There’s not much I can say about their playing other than it was done with the perfect execution that one could expect of a pair that has been working together for 13 years; they are in perfect synchrony: by ear, one might think that the piano had been played by a man with 10 fingers in each hand.
I particularly enjoyed the three military marches (which didn’t sound too martial to me), the first of the three Hungarian dances played, Hungarian Dance N.º 1 in G Minor by Johannes Brahms, which could have done with the help of some dancers, and York Bowen’s “Nocturne”, part of Suite in Three Movements, Op.52.
While enjoying the programme, comprised of Mozart, Schubert, Brahms and York Bowen, I couldn't help to wonder about the details that surely must be sorted when your hands are half a piano four hand. I mean, what if you get tired of the left side of your partners’ face? Or something less dramatical: what if you want to play a bit slower, or are failing to execute a bar properly and the other part is forced to rehearse with you? What if at some point, some day, you can’t help yourself and blurt out to your partner: “for five years you’ve pressed the pedals while I just turned the pages. This shall not go on for another second”. Do you then put an advert in your local paper: “Wanted: left-most part of a piano four hand”?
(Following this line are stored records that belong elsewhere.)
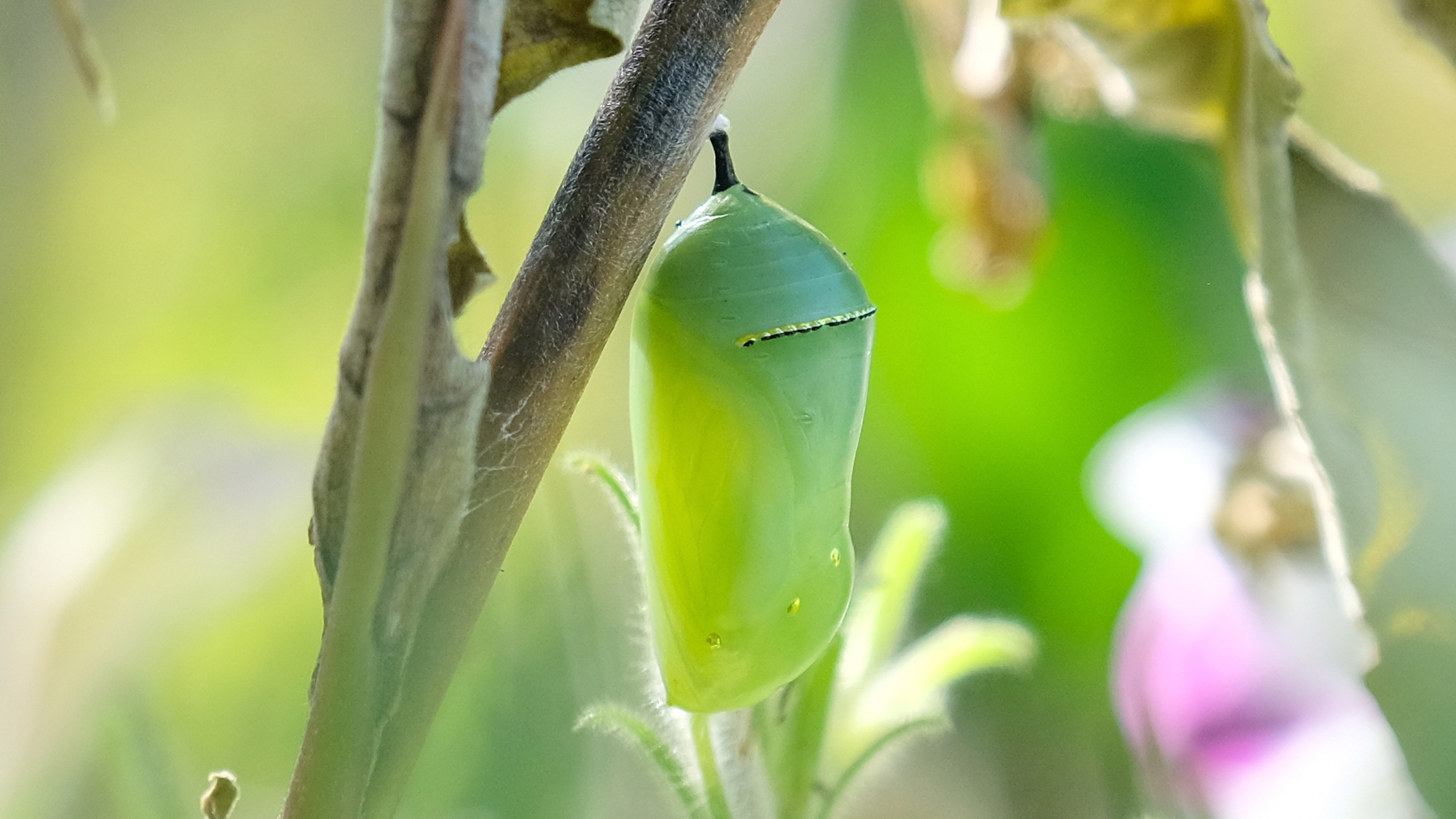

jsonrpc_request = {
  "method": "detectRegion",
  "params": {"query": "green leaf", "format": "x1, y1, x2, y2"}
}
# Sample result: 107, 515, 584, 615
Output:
1265, 131, 1456, 816
839, 500, 945, 688
495, 0, 638, 111
752, 637, 843, 819
203, 771, 239, 819
829, 615, 1036, 769
576, 702, 709, 819
563, 452, 642, 541
817, 717, 951, 819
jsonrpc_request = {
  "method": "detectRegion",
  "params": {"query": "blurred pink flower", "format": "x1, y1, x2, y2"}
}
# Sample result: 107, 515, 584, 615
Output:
1089, 393, 1430, 819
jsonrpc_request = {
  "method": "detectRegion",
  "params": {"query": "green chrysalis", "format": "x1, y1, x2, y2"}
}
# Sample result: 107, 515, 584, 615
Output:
630, 130, 875, 712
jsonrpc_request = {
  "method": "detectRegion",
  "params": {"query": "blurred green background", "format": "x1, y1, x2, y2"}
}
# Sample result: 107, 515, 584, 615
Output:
0, 0, 1456, 819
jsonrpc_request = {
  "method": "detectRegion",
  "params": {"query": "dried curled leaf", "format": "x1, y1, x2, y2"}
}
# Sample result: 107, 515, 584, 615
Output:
51, 0, 117, 122
446, 210, 495, 316
495, 0, 638, 111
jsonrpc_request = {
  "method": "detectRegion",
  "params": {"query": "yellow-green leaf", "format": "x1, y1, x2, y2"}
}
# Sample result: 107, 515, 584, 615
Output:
495, 0, 637, 111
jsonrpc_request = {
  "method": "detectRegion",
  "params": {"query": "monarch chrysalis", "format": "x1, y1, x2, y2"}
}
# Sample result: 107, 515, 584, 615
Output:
630, 121, 875, 711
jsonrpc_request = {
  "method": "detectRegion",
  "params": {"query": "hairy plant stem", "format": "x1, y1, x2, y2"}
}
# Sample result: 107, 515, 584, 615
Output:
284, 0, 464, 819
692, 714, 733, 819
356, 0, 777, 816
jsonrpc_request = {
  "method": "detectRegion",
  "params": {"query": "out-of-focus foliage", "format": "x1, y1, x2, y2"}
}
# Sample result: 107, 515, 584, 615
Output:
8, 0, 1456, 819
1269, 138, 1456, 816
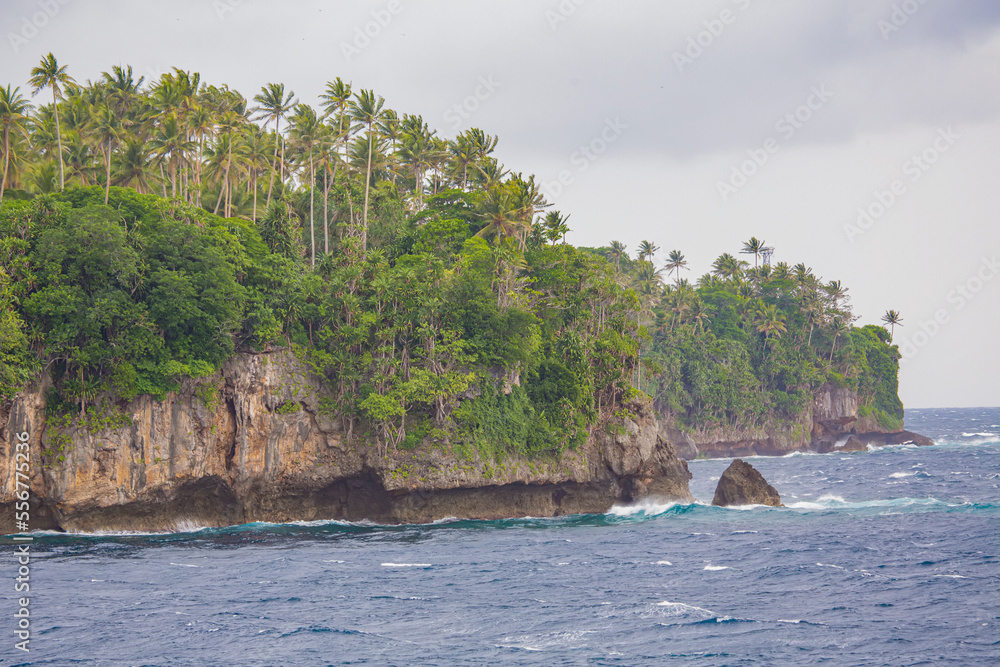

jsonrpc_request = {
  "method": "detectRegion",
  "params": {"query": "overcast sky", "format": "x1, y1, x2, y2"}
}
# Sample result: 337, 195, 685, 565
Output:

I was ruminating about all these things when, halfway through the concert, Messrs. Gough and Kimmance switched places, becoming Messrs. Kimmance and Gough, and solving all my dilemmas.
This Midweek Music season is over and it has been the best I’ve witnessed so far. I’m saddened about the void that I’ll feel every Wednesday’s afternoon– until September, that is, when the program is scheduled to resume on the 18th.